Since Eisenhower, though, the voters have been weaned on a succession of presidents who've made something of a fetish about work -- the ability to do it nonstop and virtually round the clock. John Kennedy inaugurated the era of incessant work, partly, I think, because he really did like to work (he especially liked to read) but also as a matter of image. He ran successfully as the young, dynamic senator from Massachusetts and the word that quickly became attached to his administration was vigor. It was a word of his choosing and it meant that one did all things with zest -- everything from touch football to playing politics.

From Kennedy on, each president tried to establish that no one, but no one, in the entire administration, could outwork the man in the White House. Each went out of his way to show that he worked virtually round the clock and was in tip-top physical shape. Maybe they were, but some of them were awful presidents.

Reagan, it appears, is not going to play that game. As governor of California, he was a 9-to-5 man. Unlike Carter, who only talked of the virtues of getting home in time to tuck the children into bed, Reagan actually did so -- altlhough his children were a bit old to tuck. He seems to have done the next best thing. He watched television, read a bit and hit the sack at a decent hour. If California suffered from this regimen, it is not apparent from the record.

What is apparent from the record, though, is that Reagan delegated. In this, he was once again like Ike. Eisenhower had been supreme commander of allied forces in World War II and had obviously learned how to delegate. As president, he presided over the government and, as George Reedy points out in "The Twilight of the Presidency," he paid little attention to the day-to-day business of governing. He was president, not an aide to the president, not a cabinet officer.

Whether Reagan will closely emulate Ike has yet to be seen. But if he does and manages to do it in such a way that he does not become the captive of his staff, then the nation will be better for it. For too long now, presidents have been measured by their ability to work hard and their capacity to absorb enormous amounts of detail -- much of it having nothing to do with the job of being president. Press conferences, for instance, have become virtual quiz shows. It's all so silly. Expertise, as Reedy points out, can be hired.

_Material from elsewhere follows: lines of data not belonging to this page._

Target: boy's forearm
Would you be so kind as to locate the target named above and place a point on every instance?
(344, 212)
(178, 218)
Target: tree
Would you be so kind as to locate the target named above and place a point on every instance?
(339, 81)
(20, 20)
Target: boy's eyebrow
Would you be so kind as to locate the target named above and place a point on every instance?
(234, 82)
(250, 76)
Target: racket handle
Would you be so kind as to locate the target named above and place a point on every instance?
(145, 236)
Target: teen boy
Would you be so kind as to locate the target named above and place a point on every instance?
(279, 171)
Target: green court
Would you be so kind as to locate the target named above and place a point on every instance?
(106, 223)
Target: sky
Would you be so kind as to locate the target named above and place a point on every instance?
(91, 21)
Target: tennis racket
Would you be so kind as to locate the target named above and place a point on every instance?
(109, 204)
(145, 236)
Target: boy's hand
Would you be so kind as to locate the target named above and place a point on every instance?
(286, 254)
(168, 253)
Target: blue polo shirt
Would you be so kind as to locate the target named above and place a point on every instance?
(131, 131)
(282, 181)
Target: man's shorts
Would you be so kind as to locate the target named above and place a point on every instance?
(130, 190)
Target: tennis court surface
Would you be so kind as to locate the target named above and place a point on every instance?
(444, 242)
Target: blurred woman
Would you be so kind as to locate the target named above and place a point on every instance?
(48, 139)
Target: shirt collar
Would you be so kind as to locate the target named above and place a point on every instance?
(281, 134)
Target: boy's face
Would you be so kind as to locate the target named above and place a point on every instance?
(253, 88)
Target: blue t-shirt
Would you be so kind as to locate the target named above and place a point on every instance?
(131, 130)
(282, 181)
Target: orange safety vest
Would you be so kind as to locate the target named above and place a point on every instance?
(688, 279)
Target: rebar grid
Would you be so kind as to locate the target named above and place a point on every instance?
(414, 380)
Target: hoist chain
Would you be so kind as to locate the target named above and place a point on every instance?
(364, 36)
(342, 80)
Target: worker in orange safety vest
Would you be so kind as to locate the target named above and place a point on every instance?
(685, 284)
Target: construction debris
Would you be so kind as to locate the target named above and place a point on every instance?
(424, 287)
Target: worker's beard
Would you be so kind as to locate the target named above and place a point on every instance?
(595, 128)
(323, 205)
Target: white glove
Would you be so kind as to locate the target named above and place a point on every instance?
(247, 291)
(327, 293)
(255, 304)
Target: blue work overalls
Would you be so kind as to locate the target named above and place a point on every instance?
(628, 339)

This obsession with sweat and detail is not presidential. The detail tends to bind the man like a Gulliver. It mires him, brings him down to the level of a staff assistant. There is no sweep to it, nothing grand about it. Instead of being the presiding officer and leader he should be, the president becomes the ultimate functionary, the country's No. 1 bureaucrat. He gets measured by his grasp of detail, his energy, his ability to work, rather than the broad sweep of his policies -- his judgement, his wisdom.

What gets lost is that magisterial aura that enhances the presidency and provides the nation with a sense of leadership. This is what Ike understood, and strictly in the sense of staying popular -- something none of our recent presidents have been able to do -- it worked. Eisenhower's method was almost biblical. There is a time for all things -- a time to work, a time to think and even a time to get a haircut.